- Location of Landgraff, West Virginia
- Coordinates: 37°24′42″N 81°28′25″W﻿ / ﻿37.41167°N 81.47361°W
- Country: United States
- State: West Virginia
- County: McDowell
- Elevation: 1,568 ft (478 m)
- Time zone: UTC-5 (Eastern (EST))
- • Summer (DST): UTC-4 (EDT)
- ZIP code: 24801
- Area codes: 304/681
- GNIS feature ID: 1554907

= Landgraff, West Virginia =

Landgraff is an unincorporated community in McDowell County, West Virginia, United States. It is located along U.S. Route 52 and Elkhorn Creek, approximately 6.4 mi east of the county seat of Welch.

==History==
Landgraff is one of many historical coal camps in the famed Pocahontas coalfield. The town is named after Constance Landgraff Andrews, the wife of a coal company executive.

==Landgraff today==
In 2001 and 2002, a pair of devastating floods along Elkhorn Creek destroyed much of the town. Today, the only surviving historic building in Landgraff is the former Empire Coal & Coke Company "Miner's Clubhouse", which now serves as an historic inn bed-and-breakfast, the Elkhorn Inn and Theatre, which has a small "Museum Room" devoted to the area's history of coal mining and railroading. Coal trains continue to rumble through the heart of the area on Norfolk Southern Railway's (former Norfolk and Western Railway) Pocahontas Division. Area attractions which draw tourists from across the US and overseas include "railfanning" (train photography), fly-fishing for 24"-32" record-breaking trout on Elkhorn Creek, ATVing, golf, hiking, and historic sites connected to the Mine Wars.
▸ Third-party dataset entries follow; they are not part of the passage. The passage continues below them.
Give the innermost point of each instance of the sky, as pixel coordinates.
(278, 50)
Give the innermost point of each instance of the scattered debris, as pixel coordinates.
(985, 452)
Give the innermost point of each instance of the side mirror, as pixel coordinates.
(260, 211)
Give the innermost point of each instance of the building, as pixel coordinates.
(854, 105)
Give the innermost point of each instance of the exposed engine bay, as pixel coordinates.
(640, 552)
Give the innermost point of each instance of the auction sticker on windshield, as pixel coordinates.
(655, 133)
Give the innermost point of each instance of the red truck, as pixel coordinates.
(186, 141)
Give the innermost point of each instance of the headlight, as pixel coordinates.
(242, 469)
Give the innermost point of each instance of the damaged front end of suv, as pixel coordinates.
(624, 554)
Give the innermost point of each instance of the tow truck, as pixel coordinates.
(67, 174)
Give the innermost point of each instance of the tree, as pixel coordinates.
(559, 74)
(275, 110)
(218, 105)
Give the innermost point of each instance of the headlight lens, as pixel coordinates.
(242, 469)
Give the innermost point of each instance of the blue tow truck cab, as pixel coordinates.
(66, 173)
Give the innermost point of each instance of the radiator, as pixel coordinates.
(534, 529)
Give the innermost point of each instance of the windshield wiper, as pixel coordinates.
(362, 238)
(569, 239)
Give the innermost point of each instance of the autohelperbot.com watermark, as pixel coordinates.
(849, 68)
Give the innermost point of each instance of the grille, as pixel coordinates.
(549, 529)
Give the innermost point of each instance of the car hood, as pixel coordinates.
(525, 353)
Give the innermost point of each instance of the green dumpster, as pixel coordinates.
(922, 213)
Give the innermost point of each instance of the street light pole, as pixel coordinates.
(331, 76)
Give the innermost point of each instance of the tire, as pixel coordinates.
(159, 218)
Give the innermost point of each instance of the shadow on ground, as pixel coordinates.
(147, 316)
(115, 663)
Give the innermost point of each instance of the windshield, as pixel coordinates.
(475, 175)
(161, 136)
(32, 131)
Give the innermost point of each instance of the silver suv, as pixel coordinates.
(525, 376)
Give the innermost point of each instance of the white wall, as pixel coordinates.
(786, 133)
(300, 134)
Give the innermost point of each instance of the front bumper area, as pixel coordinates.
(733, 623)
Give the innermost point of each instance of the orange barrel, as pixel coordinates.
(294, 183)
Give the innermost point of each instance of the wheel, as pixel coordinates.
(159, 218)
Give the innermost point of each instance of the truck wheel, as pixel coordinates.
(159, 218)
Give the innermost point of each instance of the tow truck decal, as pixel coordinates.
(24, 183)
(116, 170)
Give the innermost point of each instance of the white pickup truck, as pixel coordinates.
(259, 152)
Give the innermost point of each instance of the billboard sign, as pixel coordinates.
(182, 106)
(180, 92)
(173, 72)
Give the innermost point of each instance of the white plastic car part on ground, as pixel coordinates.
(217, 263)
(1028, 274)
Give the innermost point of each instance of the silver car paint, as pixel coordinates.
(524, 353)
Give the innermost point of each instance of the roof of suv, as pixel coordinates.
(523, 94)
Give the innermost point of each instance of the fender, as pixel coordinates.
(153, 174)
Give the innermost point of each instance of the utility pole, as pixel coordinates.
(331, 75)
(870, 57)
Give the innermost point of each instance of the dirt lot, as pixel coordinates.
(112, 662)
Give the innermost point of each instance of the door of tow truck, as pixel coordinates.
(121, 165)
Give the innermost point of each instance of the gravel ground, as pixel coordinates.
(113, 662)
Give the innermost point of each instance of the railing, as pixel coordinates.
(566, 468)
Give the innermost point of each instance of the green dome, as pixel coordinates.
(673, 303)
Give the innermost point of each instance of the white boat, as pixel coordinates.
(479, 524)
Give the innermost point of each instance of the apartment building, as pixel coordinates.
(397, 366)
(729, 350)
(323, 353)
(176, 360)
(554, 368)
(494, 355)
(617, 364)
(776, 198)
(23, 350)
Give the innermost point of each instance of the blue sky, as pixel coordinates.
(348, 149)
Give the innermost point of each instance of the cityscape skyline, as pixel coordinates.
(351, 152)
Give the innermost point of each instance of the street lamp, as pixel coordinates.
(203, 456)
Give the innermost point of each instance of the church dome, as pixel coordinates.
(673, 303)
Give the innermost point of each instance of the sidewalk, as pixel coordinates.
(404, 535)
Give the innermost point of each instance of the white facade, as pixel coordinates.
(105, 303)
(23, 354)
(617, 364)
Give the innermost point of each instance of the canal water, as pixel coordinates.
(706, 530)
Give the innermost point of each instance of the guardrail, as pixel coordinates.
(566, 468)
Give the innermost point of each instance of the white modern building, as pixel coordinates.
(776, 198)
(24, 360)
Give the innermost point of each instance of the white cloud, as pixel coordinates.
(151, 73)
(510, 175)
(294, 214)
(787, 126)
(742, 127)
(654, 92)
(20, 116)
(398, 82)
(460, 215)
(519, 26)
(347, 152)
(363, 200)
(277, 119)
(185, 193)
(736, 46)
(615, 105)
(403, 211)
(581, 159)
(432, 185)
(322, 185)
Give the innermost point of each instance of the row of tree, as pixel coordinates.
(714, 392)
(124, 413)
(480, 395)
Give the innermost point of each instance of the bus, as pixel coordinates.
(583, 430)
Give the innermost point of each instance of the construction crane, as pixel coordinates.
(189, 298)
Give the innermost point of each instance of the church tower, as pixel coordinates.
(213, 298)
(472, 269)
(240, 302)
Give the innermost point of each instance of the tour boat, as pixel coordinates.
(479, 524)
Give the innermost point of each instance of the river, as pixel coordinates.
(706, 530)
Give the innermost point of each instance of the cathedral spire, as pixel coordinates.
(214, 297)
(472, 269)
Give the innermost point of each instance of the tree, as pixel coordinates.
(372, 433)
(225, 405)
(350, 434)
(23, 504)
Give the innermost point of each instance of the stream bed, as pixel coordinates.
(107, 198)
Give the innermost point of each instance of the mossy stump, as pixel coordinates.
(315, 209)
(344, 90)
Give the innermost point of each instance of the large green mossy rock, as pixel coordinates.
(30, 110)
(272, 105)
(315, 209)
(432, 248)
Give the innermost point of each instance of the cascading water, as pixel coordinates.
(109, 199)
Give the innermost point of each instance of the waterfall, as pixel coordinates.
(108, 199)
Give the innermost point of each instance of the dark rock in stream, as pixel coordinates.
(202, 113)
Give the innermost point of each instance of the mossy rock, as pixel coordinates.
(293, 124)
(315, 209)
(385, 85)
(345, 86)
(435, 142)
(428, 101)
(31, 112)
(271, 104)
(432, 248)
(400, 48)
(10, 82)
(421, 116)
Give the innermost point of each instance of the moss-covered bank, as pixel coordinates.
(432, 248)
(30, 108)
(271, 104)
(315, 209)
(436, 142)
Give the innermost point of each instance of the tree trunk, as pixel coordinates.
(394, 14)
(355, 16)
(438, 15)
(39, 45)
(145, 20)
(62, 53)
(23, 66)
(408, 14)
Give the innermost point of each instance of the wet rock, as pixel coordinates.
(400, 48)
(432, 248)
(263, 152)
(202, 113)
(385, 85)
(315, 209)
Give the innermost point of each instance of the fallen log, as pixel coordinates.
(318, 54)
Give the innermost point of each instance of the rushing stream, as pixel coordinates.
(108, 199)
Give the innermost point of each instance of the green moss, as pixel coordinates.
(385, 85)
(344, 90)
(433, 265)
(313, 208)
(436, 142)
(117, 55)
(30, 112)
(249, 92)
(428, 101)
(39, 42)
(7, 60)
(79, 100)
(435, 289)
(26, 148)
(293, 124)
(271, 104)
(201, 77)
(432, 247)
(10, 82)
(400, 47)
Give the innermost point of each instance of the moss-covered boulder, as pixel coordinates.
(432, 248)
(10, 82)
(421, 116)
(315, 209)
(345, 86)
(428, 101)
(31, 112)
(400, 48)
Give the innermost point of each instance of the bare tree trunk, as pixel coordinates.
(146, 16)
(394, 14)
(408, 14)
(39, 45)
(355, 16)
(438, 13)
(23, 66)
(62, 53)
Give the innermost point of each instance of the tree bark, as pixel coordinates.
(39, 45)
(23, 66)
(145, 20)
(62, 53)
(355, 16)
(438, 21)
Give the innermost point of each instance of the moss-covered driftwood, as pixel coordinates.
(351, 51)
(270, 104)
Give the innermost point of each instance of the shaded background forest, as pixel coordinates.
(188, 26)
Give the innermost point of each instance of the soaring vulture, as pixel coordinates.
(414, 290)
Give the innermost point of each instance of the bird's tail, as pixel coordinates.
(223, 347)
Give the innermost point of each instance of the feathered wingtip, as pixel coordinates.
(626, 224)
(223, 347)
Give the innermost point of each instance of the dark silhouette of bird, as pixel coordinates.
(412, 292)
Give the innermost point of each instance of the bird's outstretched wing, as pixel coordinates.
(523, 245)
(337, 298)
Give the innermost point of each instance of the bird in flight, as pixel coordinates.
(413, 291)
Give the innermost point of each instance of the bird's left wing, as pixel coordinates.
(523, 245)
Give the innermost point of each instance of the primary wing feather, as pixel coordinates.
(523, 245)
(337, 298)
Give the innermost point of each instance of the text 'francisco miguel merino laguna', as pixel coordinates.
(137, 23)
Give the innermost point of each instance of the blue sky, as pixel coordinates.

Landgraff was the boyhood home of John Ellison, singer, musician and composer, most famous for composing and first performing the song "Some Kind of Wonderful". In July 2013 a lamp house once used by Empire Coal and Coke Co. and the land around it were cleared as part of a 2013 Boy Scouts of America National Jamboree service project. John Ellison and others plan to build a replica of his boyhood home at the site and utilize it and the existing lamp house as a museum facility to preserve the history of coal camp life in southern West Virginia and John Ellison's musical career.